A Sydney-based fund manager has been tasked with safeguarding millions of dollars in bitcoin as DigitalX and its former chief butt heads over its ownership.
A Sydney-based fund manager has been tasked with safeguarding millions of dollars in bitcoin amid a dispute between jailed Perth tech tycoon Zhenya Tsvetnenko, DigitalX and former chief Alex Karis over its ownership.
Mr Karis, who lives in the US, launched Federal Court action against the West Perth-based blockchain company he once helmed and Tsvetnenko in April, claiming he was owed $1.16 million in remuneration, leave entitlements and termination payments.
He told the court Digital CC, now DigitalX, was his brainchild, formed in early 2014 alongside Tsvetnenko and several others to mine and trade bitcoin between different exchanges.
Around the same time, Mr Karis established seven bitcoin trading accounts for his own personal use.
He accepted the role, venturing to Australia to meet with investors, helping to raise capital and receiving DigitalX shares that afforded him 12 per cent of the voting power.
But Mr Karis claims his relationship with the company soured in mid-2016, around the same time criminal charges were laid against Tsvetnenko, and that he was sacked later that year.
In March, DigitalX took to a US court seeking a declaration that it was the rightful owner of two Karis bitcoin trading accounts, both of which are held on the collapsed Mt Gox exchange now under the control of a Japanese bankruptcy rehabilitation trustee.
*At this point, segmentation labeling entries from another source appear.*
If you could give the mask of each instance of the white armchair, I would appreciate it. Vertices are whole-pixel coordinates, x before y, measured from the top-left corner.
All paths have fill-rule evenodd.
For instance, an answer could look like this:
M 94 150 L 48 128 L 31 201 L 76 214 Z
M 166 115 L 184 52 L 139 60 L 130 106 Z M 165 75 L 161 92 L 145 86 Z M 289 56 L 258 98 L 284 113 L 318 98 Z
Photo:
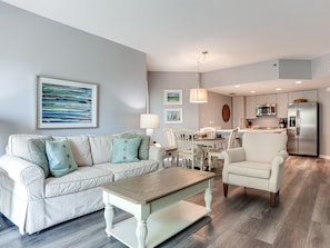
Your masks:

The pair are hopeful the bitcoin in those accounts will be recovered, the value of which reportedly exceeds $10 million.
But Federal Court Justice Katrina Banks-Smith granted an anti-suit injunction, stopping the US litigation in its tracks.
Mr Karis wanted to forward any funds received by him from the trustee to his Australian solicitors to be held on trust.
But DigitalX proposed that the bitcoin instead be held by Sydney-based fund manager Boutique Capital, along with an irrevocable direction pending a resolution of the court matter; arguing that a professional with the capacity to hold bitcoin should be handed responsibility.
In a determination handed down by the federal court, Justice Banks-Smith ordered that the bitcoin and its distribution proceeds be held on trust by Boutique Capital so as to not preference any one party.
Under the order, Mr Karis must notify Mt Gox’s rehabilitation trustee of the transfer of his claims to Boutique Capital, with any bitcoin received to be held on trust until the court can determine the rightful owner.
“The bitcoin is one of the subjects of and is central to the dispute, the rights to it are contested and it is apparently of potentially significant value,” Justice Banks-Smith said.
“It seems to me that the sensible course is for an AFSL licensee with experience in dealing with cryptocurrency to assume that role. Cryptocurrency is not simply money.
“It might be said that if the bitcoin are simply held on trust, any such expertise is not particularly relevant.
“However, it may be that particular issues arise which may be dealt with in the interests of all parties more efficiently by a specialised trustee.
“Boutique Capital is well placed to communicate with the rehabilitation trustee about any intricacies of the proposed distribution of the bitcoin, respond to any question of the rehabilitation trustee, and address any issues that might arise...”
Business News understands the rehabilitation trustee has not yet distributed the bitcoin.
The matter is expected to go to a further case management hearing next month.